When you doctor holds your hand or grabs your shoulder or ,God forbid, hugs you...that also, is not good. Dr Gold did all three. Seems I have a new growth that is choking the tube that drains my left kidney. This growth is down in my pelvic area near the bladder right about where we took out my old tumor. Seems we didn't get it all. Also seems like the scorched earth policy I allowed to ravage my body in the form of chemotherapy didn't really help either.
Had a PET scan today. They only give you these, if you have cancer, when they want to find other growths that aren't yet wrecking havoc on your body.  Results tomorrow. Regardless of the result of the PET scan, I have an appointment Thursday morning early to have a silicone tube placed in the tube (ureter) that connects to my kidney. This will help drain urine from the kidney to the bladder because right now, my kidney is swollen and can't drain well.  They go in through the penis and place it. Cytoscopic stent placement.  Metal hollow tubes placed in me to place a flexible tube that stays.
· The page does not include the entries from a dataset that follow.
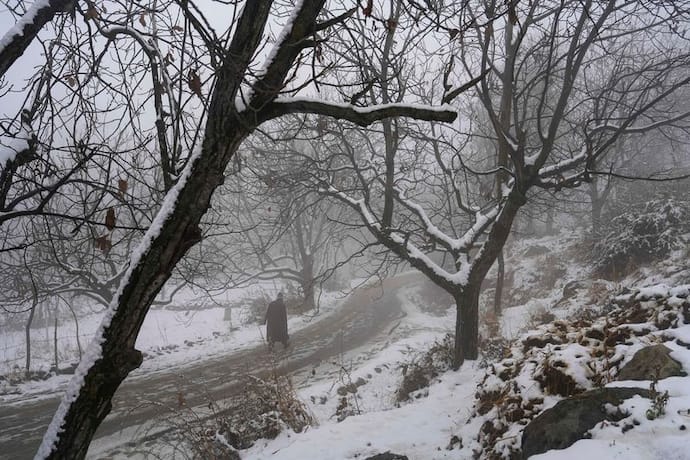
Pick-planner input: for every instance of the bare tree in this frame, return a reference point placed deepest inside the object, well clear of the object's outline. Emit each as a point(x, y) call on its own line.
point(247, 87)
point(547, 135)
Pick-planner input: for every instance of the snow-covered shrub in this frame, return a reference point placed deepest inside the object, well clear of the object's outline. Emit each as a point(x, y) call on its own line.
point(641, 235)
point(568, 357)
point(418, 373)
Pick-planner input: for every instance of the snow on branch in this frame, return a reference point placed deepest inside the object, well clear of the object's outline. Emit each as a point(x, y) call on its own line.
point(362, 116)
point(561, 166)
point(400, 243)
point(18, 38)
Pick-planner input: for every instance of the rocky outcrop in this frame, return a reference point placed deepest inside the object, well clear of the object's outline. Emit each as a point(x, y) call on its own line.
point(651, 363)
point(387, 456)
point(570, 419)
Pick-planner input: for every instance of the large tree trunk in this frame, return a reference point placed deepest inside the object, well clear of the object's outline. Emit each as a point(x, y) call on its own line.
point(500, 279)
point(307, 282)
point(466, 325)
point(103, 374)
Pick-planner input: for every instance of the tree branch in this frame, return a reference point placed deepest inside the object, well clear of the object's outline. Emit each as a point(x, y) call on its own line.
point(359, 116)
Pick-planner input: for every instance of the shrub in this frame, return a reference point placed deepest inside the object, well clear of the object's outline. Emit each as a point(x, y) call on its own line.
point(217, 431)
point(641, 235)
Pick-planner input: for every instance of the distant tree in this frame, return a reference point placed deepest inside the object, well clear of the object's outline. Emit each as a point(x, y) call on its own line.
point(545, 122)
point(254, 72)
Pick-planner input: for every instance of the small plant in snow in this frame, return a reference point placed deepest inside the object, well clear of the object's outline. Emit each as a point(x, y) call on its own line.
point(659, 401)
point(641, 235)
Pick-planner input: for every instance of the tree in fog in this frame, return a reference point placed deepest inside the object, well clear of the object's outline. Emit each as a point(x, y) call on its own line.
point(207, 92)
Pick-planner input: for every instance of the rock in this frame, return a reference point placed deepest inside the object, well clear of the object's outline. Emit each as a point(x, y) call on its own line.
point(651, 363)
point(570, 419)
point(536, 250)
point(387, 456)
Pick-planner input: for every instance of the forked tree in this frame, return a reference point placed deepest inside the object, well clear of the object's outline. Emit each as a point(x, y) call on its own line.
point(255, 73)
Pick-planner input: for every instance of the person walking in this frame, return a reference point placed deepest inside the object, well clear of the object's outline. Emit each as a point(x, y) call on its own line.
point(276, 322)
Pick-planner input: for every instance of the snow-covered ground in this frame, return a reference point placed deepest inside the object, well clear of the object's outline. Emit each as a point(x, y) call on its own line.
point(441, 422)
point(427, 427)
point(170, 337)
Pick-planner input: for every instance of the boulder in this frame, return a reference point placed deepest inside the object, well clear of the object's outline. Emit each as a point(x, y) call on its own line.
point(570, 419)
point(649, 363)
point(387, 456)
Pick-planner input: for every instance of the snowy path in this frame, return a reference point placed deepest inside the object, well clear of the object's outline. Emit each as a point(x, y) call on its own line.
point(363, 316)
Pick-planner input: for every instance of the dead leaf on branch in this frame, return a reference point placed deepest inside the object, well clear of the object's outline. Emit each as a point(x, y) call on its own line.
point(512, 14)
point(194, 82)
point(367, 10)
point(103, 243)
point(391, 24)
point(110, 219)
point(122, 187)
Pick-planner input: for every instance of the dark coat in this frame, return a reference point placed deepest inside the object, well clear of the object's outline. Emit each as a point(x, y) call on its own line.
point(276, 322)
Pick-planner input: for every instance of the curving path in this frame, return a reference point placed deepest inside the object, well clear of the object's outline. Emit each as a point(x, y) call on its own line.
point(364, 314)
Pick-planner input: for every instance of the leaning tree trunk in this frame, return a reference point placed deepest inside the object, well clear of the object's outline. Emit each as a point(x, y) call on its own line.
point(466, 325)
point(500, 280)
point(307, 282)
point(467, 303)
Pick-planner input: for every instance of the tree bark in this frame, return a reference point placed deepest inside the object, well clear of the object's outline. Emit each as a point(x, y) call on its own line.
point(30, 24)
point(500, 278)
point(466, 325)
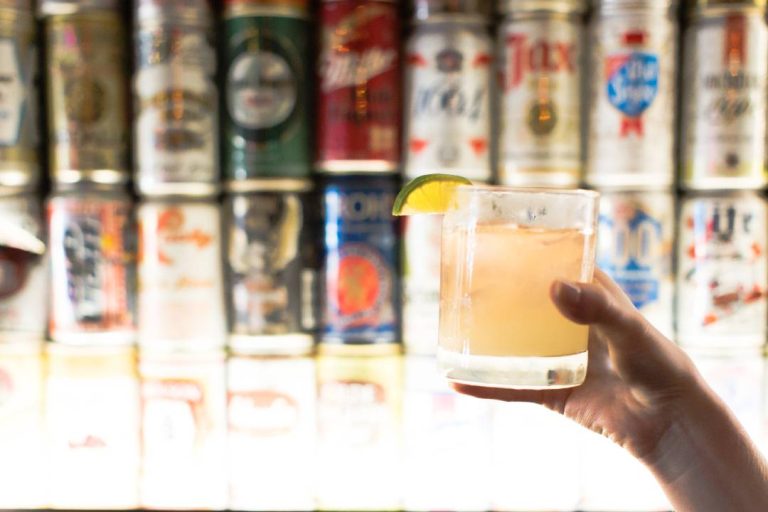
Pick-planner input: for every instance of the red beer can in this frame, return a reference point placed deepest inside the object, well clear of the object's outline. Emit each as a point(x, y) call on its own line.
point(359, 94)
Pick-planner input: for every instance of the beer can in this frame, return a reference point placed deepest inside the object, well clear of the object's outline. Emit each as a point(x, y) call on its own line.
point(19, 165)
point(183, 431)
point(358, 117)
point(272, 417)
point(272, 267)
point(265, 57)
point(632, 90)
point(181, 289)
point(359, 411)
point(92, 261)
point(721, 277)
point(87, 101)
point(176, 103)
point(724, 99)
point(636, 232)
point(92, 423)
point(21, 426)
point(448, 97)
point(539, 52)
point(360, 286)
point(421, 283)
point(24, 283)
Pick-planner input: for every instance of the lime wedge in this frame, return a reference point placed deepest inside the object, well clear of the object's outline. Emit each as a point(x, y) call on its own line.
point(431, 193)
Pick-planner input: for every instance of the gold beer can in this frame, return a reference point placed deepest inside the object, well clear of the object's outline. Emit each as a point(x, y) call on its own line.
point(87, 102)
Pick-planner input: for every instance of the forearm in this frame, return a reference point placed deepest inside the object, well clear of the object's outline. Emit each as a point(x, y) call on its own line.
point(706, 461)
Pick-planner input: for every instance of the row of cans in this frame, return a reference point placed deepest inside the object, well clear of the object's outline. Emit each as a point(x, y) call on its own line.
point(448, 61)
point(293, 277)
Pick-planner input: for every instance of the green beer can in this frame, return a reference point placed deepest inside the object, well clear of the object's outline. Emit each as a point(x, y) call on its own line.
point(265, 112)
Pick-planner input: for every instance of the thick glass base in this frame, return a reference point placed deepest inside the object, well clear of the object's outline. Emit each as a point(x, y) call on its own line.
point(514, 372)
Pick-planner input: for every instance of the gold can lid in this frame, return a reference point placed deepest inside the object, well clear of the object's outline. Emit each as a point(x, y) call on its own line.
point(559, 6)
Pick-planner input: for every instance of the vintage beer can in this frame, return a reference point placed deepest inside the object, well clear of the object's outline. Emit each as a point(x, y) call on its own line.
point(272, 417)
point(181, 285)
point(539, 51)
point(272, 266)
point(21, 426)
point(19, 164)
point(183, 431)
point(448, 97)
point(636, 232)
point(176, 102)
point(86, 97)
point(92, 423)
point(724, 98)
point(358, 117)
point(266, 56)
point(361, 268)
point(632, 91)
point(359, 413)
point(24, 283)
point(421, 283)
point(92, 261)
point(722, 276)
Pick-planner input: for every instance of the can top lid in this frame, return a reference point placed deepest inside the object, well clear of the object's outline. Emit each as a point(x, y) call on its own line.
point(182, 11)
point(54, 7)
point(423, 9)
point(562, 6)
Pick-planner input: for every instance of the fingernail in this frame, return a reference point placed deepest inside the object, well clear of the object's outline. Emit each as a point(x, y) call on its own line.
point(568, 293)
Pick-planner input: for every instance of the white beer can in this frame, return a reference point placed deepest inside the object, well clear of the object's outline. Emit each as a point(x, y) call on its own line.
point(181, 290)
point(184, 431)
point(539, 46)
point(636, 232)
point(724, 92)
point(632, 90)
point(448, 97)
point(271, 433)
point(721, 275)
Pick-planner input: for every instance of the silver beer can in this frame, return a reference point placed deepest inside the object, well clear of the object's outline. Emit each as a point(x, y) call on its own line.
point(176, 103)
point(19, 164)
point(24, 283)
point(272, 266)
point(181, 287)
point(539, 47)
point(722, 276)
point(632, 92)
point(635, 247)
point(448, 97)
point(724, 98)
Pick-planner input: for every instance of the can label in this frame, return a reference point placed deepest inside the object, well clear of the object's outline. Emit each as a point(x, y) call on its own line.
point(176, 103)
point(361, 262)
point(18, 103)
point(421, 283)
point(183, 426)
point(87, 101)
point(722, 272)
point(631, 135)
point(634, 247)
point(724, 128)
point(271, 281)
point(24, 286)
point(271, 411)
point(359, 94)
point(448, 101)
point(540, 119)
point(181, 292)
point(92, 262)
point(266, 129)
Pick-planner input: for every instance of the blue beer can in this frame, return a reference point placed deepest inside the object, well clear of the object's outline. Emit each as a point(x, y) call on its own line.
point(361, 263)
point(635, 247)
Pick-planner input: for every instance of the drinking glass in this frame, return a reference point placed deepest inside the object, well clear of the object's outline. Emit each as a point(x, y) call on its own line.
point(501, 250)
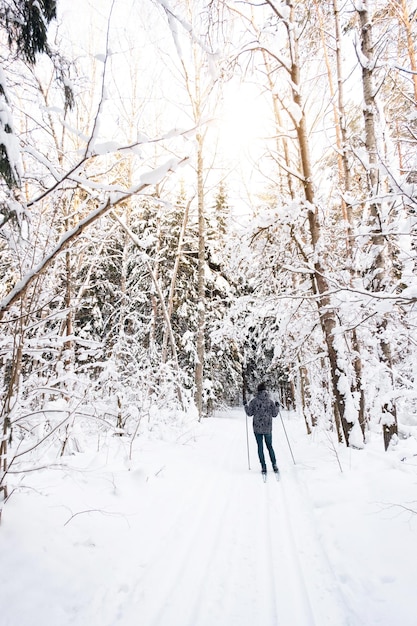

I will be knocked out for this.
Dr Gold says I will probably lose the left kidney because the cancer is wrapped tightly around the ureter and it is usually impossible to separate them. I might not but he didn't sound optimistic. I will also have more radiation and chemotherapy.
So same drill.  Big surgery, big radiation, big chemo.  Except my survival rate is now in the 20% range. That's doesn't mean I won't fight though.
Let's see what tomorrow brings...

1 comment:

  1. You continue to amaze Marcus. I'll hang on your words and posts - and I know you'll focus your powerful energies as you have in the past.